BAYAR PAJAK.
Bayar pajak kendaraan hingga kini belum bisa dimana saja seperti bayar rumah, bayar listrik dan bayar telepon. Banyak alasan yang bisa dikemukanan untuk membela hal diatas, bayar pajak kendaraan itu tak sama dengan bayar rumah, listrik dan sebagainya karena pajak kendaraan itu murni merupakan pemasukan Pemerintah Daerah.
Sabtu 13 Nopember 2010 yang lalu, berangkatlkah saya dengan anakku yang kedua menuju Tanjung Uban-Bintan menuju polres Bintan, tepatnya dikantor bersama SAMSAT. Pukul 08.00 dengan speedboad kami menyeberang dari punggur Batam menuju Tanjung Uban-Bintan, sekitar 20 menit. Sampai di Tanjung Uban saya dijemput sahabatku M. Fatih, dengan motornya kami langsung menuju Samsat. Sampai disana ternyata listrik mati sejak pagi hari dan teronggoklah kami secara percuma disana hingga pukul 10.00. Sambil menunggu listrik menyala kami ke kantin untuk minum guna menghilangkan rasa bosan menunggu.
Alhamdulillah sekarang pelayanannya sudah lebih baik, cepat dan transparan, bila dibandingkan setahun yang lalu. Banyak sekali pungutan yang tak jelas dan lama dan waktu itu kalau diurus sendiri harus lengkap data pendukungnya, jika tak lengkap tak dilayani, tapi jika mengurus melalui calo tak perlu lengkap yang penting uangnya cukup, langsung dikerjakan dan segera selesai. Tapi kasihan bagi penduduk dari kecamatan lainnya yang harus menempuh perjalanan sekitar satu jam lebih baru tiba di kantor samsat. Mestinya sudah difikirkan pelayanan jemput bola seperti di Batam yang membuka konter di beberapa tempat strategis seperti di Mall (pusat perbelanjaan). Setelah selesai kami ke pom bensin untuk mengisi minyak motornya Fatih, kemudian kami mengantar anakku ke rumah tetanggaku di Lobam dulu, ternyata dia sudah janjian dengan teman-temannya selama disana dulu.
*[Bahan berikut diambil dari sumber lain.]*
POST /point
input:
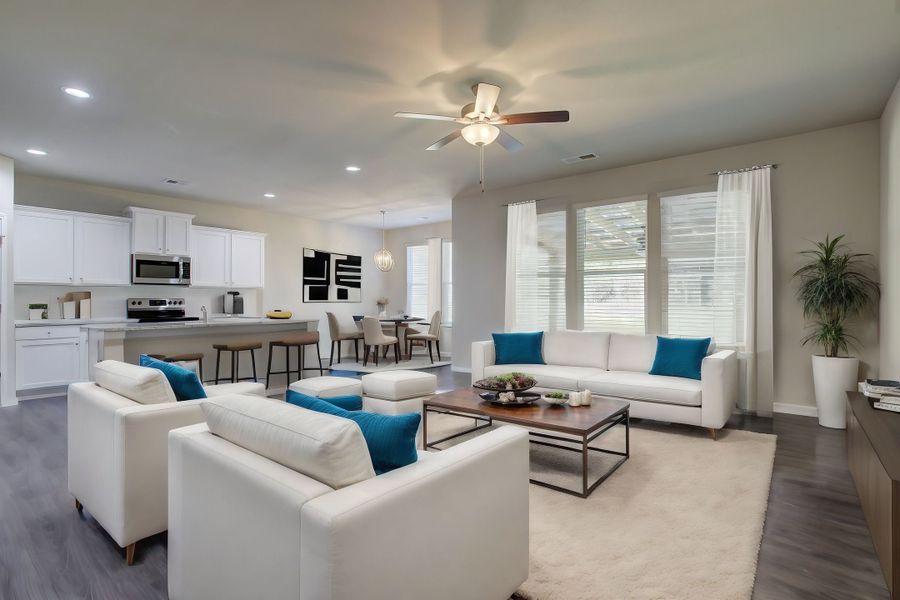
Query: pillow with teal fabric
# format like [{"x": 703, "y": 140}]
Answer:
[
  {"x": 184, "y": 382},
  {"x": 679, "y": 357},
  {"x": 345, "y": 402},
  {"x": 518, "y": 348},
  {"x": 391, "y": 438}
]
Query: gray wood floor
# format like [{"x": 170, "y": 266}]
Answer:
[{"x": 816, "y": 544}]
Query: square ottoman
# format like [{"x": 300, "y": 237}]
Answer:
[{"x": 328, "y": 386}]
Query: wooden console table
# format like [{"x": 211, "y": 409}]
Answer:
[{"x": 873, "y": 450}]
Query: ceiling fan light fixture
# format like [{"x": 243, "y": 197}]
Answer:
[{"x": 480, "y": 134}]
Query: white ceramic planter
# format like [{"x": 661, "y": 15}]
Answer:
[{"x": 833, "y": 378}]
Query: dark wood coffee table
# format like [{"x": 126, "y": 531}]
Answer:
[{"x": 581, "y": 425}]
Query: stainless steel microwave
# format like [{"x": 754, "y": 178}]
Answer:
[{"x": 160, "y": 270}]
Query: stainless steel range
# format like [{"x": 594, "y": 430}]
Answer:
[{"x": 157, "y": 310}]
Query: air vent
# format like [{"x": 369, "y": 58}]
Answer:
[{"x": 581, "y": 158}]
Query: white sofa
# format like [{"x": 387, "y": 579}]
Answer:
[
  {"x": 117, "y": 432},
  {"x": 248, "y": 523},
  {"x": 618, "y": 365}
]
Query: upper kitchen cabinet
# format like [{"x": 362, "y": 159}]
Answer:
[
  {"x": 67, "y": 248},
  {"x": 160, "y": 232},
  {"x": 226, "y": 258},
  {"x": 44, "y": 243}
]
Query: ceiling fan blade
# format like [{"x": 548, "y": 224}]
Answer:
[
  {"x": 510, "y": 143},
  {"x": 550, "y": 116},
  {"x": 424, "y": 116},
  {"x": 486, "y": 95},
  {"x": 445, "y": 140}
]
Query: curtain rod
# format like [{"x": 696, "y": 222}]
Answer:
[{"x": 753, "y": 168}]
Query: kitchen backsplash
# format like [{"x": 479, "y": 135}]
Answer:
[{"x": 109, "y": 302}]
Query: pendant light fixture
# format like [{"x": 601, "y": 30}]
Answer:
[{"x": 383, "y": 259}]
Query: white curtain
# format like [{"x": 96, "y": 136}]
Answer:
[
  {"x": 521, "y": 257},
  {"x": 743, "y": 281},
  {"x": 435, "y": 266}
]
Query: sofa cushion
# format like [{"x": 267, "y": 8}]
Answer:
[
  {"x": 643, "y": 386},
  {"x": 679, "y": 357},
  {"x": 577, "y": 348},
  {"x": 399, "y": 385},
  {"x": 323, "y": 387},
  {"x": 345, "y": 402},
  {"x": 139, "y": 384},
  {"x": 548, "y": 376},
  {"x": 391, "y": 438},
  {"x": 327, "y": 448},
  {"x": 631, "y": 352},
  {"x": 518, "y": 348},
  {"x": 185, "y": 383}
]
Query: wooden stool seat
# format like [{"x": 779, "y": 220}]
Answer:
[
  {"x": 236, "y": 348},
  {"x": 297, "y": 340}
]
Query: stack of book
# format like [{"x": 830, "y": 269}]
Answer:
[{"x": 885, "y": 394}]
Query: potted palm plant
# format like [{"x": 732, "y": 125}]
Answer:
[{"x": 834, "y": 288}]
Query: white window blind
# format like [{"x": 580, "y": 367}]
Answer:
[
  {"x": 417, "y": 280},
  {"x": 612, "y": 264},
  {"x": 703, "y": 292},
  {"x": 543, "y": 306},
  {"x": 447, "y": 282}
]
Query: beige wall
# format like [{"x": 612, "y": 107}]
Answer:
[
  {"x": 286, "y": 237},
  {"x": 890, "y": 243},
  {"x": 827, "y": 183}
]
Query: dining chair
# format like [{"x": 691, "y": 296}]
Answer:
[
  {"x": 375, "y": 338},
  {"x": 433, "y": 336},
  {"x": 339, "y": 334}
]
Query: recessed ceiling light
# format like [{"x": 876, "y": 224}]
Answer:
[{"x": 78, "y": 93}]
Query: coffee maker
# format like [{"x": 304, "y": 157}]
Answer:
[{"x": 233, "y": 303}]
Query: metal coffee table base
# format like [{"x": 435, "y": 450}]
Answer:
[{"x": 574, "y": 444}]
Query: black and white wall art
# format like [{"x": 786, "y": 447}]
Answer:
[{"x": 331, "y": 277}]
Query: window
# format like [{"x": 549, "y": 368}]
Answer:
[
  {"x": 447, "y": 282},
  {"x": 612, "y": 264},
  {"x": 703, "y": 292},
  {"x": 542, "y": 305},
  {"x": 417, "y": 280}
]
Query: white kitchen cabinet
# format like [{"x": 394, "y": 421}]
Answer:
[
  {"x": 178, "y": 234},
  {"x": 227, "y": 258},
  {"x": 102, "y": 250},
  {"x": 248, "y": 260},
  {"x": 44, "y": 241},
  {"x": 160, "y": 232},
  {"x": 47, "y": 357},
  {"x": 210, "y": 257}
]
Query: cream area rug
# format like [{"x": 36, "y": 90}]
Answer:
[{"x": 682, "y": 519}]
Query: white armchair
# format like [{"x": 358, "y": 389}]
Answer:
[
  {"x": 453, "y": 525},
  {"x": 117, "y": 457}
]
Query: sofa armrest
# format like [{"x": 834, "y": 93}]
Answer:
[
  {"x": 454, "y": 526},
  {"x": 718, "y": 388},
  {"x": 482, "y": 356}
]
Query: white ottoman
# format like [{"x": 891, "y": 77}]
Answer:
[{"x": 328, "y": 386}]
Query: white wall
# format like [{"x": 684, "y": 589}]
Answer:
[
  {"x": 827, "y": 183},
  {"x": 7, "y": 337},
  {"x": 890, "y": 243},
  {"x": 286, "y": 237}
]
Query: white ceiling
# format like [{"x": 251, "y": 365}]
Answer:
[{"x": 239, "y": 98}]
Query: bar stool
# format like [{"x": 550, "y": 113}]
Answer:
[
  {"x": 299, "y": 341},
  {"x": 188, "y": 357},
  {"x": 236, "y": 350}
]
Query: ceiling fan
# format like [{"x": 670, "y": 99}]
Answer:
[{"x": 481, "y": 120}]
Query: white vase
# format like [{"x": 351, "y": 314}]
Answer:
[{"x": 833, "y": 377}]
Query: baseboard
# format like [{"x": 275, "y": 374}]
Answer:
[{"x": 795, "y": 409}]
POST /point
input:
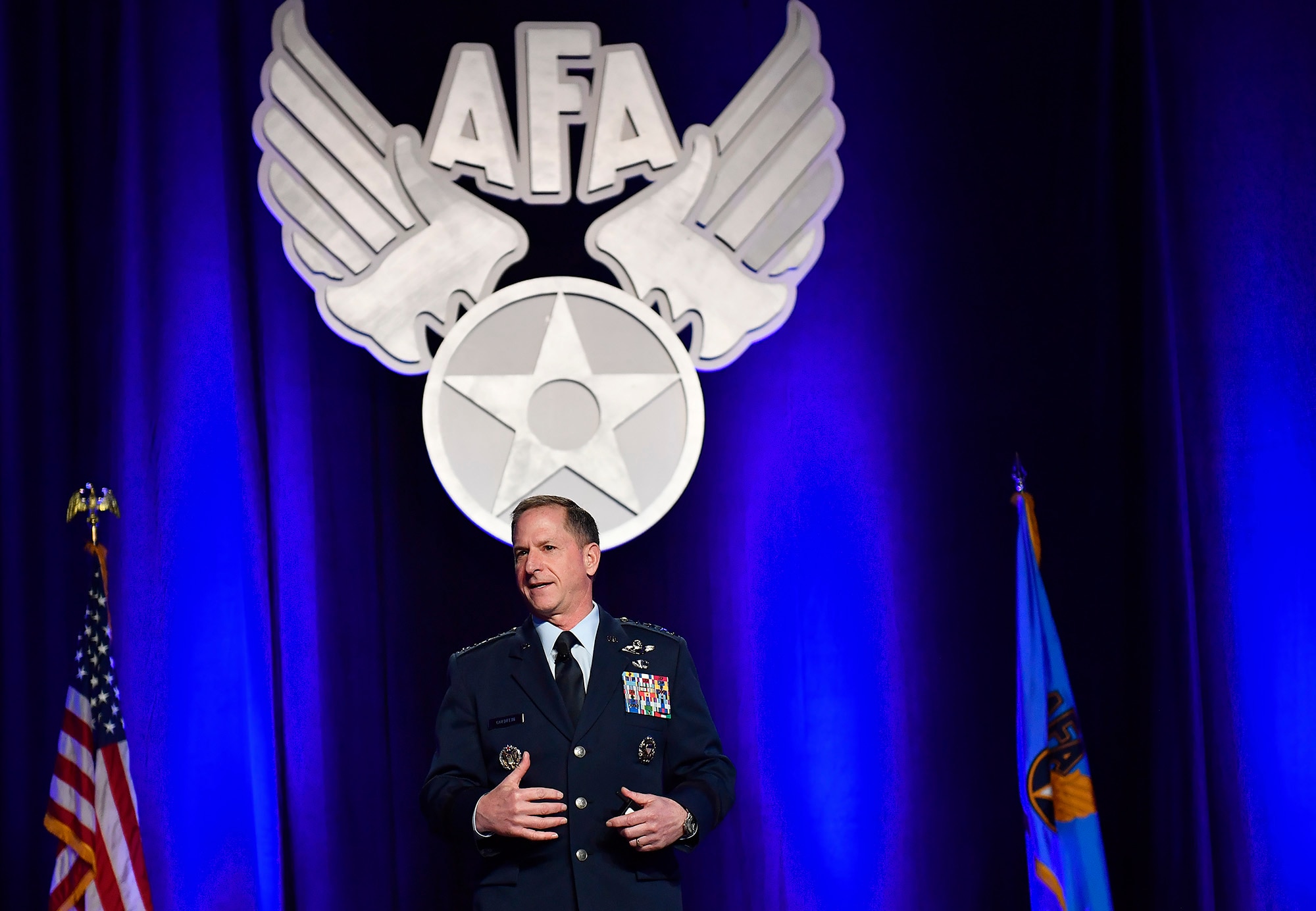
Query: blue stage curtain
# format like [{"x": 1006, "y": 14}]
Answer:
[{"x": 1084, "y": 232}]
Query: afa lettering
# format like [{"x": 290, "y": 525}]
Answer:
[{"x": 628, "y": 131}]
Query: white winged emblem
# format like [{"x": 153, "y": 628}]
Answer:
[
  {"x": 557, "y": 384},
  {"x": 390, "y": 246},
  {"x": 738, "y": 224}
]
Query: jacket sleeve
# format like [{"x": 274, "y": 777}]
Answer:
[
  {"x": 698, "y": 776},
  {"x": 456, "y": 780}
]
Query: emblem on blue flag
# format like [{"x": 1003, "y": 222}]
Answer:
[{"x": 1067, "y": 862}]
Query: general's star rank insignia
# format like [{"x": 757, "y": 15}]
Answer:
[{"x": 647, "y": 694}]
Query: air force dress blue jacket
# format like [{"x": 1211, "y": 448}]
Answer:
[{"x": 645, "y": 726}]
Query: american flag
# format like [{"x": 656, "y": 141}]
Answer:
[{"x": 93, "y": 806}]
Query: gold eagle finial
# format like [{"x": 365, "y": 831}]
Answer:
[{"x": 86, "y": 500}]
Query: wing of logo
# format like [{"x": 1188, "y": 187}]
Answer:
[
  {"x": 389, "y": 246},
  {"x": 739, "y": 222}
]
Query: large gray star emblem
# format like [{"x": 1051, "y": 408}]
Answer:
[{"x": 563, "y": 378}]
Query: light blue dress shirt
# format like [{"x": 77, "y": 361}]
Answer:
[
  {"x": 582, "y": 651},
  {"x": 586, "y": 631}
]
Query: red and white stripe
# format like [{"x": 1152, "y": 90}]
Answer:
[{"x": 93, "y": 809}]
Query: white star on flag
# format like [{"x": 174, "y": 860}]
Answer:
[{"x": 532, "y": 461}]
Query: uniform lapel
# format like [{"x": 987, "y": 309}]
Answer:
[
  {"x": 605, "y": 672},
  {"x": 532, "y": 675}
]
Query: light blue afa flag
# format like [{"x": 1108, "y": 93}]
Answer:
[{"x": 1067, "y": 863}]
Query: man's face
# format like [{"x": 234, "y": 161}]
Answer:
[{"x": 555, "y": 573}]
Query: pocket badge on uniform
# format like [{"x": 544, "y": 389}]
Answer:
[
  {"x": 510, "y": 758},
  {"x": 647, "y": 694}
]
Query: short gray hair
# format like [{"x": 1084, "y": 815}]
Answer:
[{"x": 582, "y": 526}]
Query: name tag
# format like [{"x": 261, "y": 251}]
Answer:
[{"x": 647, "y": 694}]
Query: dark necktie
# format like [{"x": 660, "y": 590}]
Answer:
[{"x": 569, "y": 676}]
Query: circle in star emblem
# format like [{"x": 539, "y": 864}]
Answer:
[
  {"x": 564, "y": 386},
  {"x": 648, "y": 750},
  {"x": 510, "y": 758}
]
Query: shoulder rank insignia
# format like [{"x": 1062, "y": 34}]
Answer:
[
  {"x": 492, "y": 639},
  {"x": 649, "y": 626}
]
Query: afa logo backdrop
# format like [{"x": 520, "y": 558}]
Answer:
[{"x": 1078, "y": 232}]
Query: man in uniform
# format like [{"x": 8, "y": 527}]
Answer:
[{"x": 577, "y": 751}]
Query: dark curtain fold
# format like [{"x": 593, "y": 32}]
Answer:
[{"x": 1078, "y": 232}]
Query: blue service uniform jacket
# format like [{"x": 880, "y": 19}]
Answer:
[{"x": 502, "y": 694}]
Lalu kami menuju Pusat Jajanan Serba Ada (PUJASERA) di Lokasi Kawasan Industri Batamindo-Lobam, pujasera ini tempat makan-makan, minum-minum para karyawan yang bekerja disana. Namun sejak tahun 2005 pujasera ini semakin sepi dan semakin begitu terasa berkurang pendapatan para pedagang makanan dan minumannya, akibat jumlah perusahaan yang beroperasi terus berkurang dan jumlah karyawan juga berkurang. Makan sianglah kami disana aku memesan nasi goreng kesukaanku yang ditaburi potongan kecil-kecil daging ayam goreng dan cum-cumi goreng, sambal terasinya juga paling aku suka. Aku juga suka sekali sosial kemasyarakatannya warga di Tanjung Uban dan Lobam karena masih saling tegur sapa dan saling mengenal satu sama lainnya. Tapi bagi karyawan yang di rekrut dari Jakarta atau Bandung biasanya tak betah karena suasananya yang masih sepi dan tidak ada tempat hiburan, masih banyak hutan dan lumayan sepi.
Ada juga manfaatnya aku masih bayar pajak motor ke Tanjung Uban, aku bisa bertemu dan bercerita-cerita dengan sahabat-sahabat lama, aku juga bisa melihat belakang rumahku disana, kebun dan tanaman-tanamanku (mangga, nangka, belimbing wuluh, alpokat, pisang, jeruk nipis, mahkota dewa, kolam ikan), kasihan bakalan bonsaiku terlihat seperti semak belukar. Rupanya yang menyewa rumah itu tidak menyukai kebun, apalagi merawat / membersihkannya. Tetangga sebelah rumahku menjadi berani membuang sampah dikebunku itu, mungkin karena begitu praktis, tinggal disapu dari halaman samping rumahnya. Ah..kenapa begitu ya...??. Dulu tidak seperti itu.
Sore itu juga aku bersama anakku kembali ke Batam, kelihatan ia masih ingin bermain apalagi masih ada satu temannya yang belum ketemu. Ia begitu capeknya bermain, ketika singgah dirumah Fatih yang hanya sekitar satu jam iapun tertidur, rupanya mudah tertidur yang biasa aku alami telah menular dengan baik padanya, dengan terpaksa jam 15.00 aku bangunkan untuk mengejar jadwal penyeberangan speedboad agar tak tertinggal. Alhamdulillah, sampai dengan selamat dirumah. Cukuplah waktu yang singkat itu bagiku dan anakku untuk terus menjaga silaturrahim dengan sahabat-sahabat lama.